MASSENA -- A Medicare contractor is demanding Massena Memorial Hospital repay $1.6 million the contractor alleges MMH was overpaid over the last seven years.

MMH will pay $295,000 per month for six months to National Government Services, but hospital officials aren’t happy about it.

NGS says they paid too much in a Medicare low volume adjustment in 2009, 2011 and 2013. The money came to MMH through a program that gives cash to sole community providers or Medicare-dependent hospitals that see more than a 5 percent drop in discharges in a year due to circumstances beyond the hospital’s control.

“It’s just plain not fair,” said MMH CFO Patrick Facteau at the Nov. 21 Board of Managers meeting.

He said NGS initially demanded the money within 15 days or threatened to force them to pay close to 10 percent interest.

“Well after we’ve been paid and used it for various good reasons, Medicare says ‘pay us back,’” MMH CEO Robert Wolleben said.

He said there are 14 hospitals in New York and a few in Maine who are being hit with the so-called “clawbacks,” all of whom had Medicare contracting done through NGS.

“Senator (Charles) Schumer is active on this topic,” Wolleben said.

He said with the new president and Republican control of the Senate and House of Representatives, the program could change.
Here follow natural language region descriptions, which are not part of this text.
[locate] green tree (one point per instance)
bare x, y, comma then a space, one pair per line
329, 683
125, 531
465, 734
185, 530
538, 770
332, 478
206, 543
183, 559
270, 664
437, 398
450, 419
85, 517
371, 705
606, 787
Right now, it offers the payments to hospitals more than 30 minutes away from another hospital. In the winter with bad road, Canton-Potsdam Hospital can take that amount of time or longer to reach.

“It has to be approved by the federal government and its up for approval in 2017. Who knows what the federal government’s position is going to be with the change in administration,” Wolleben said.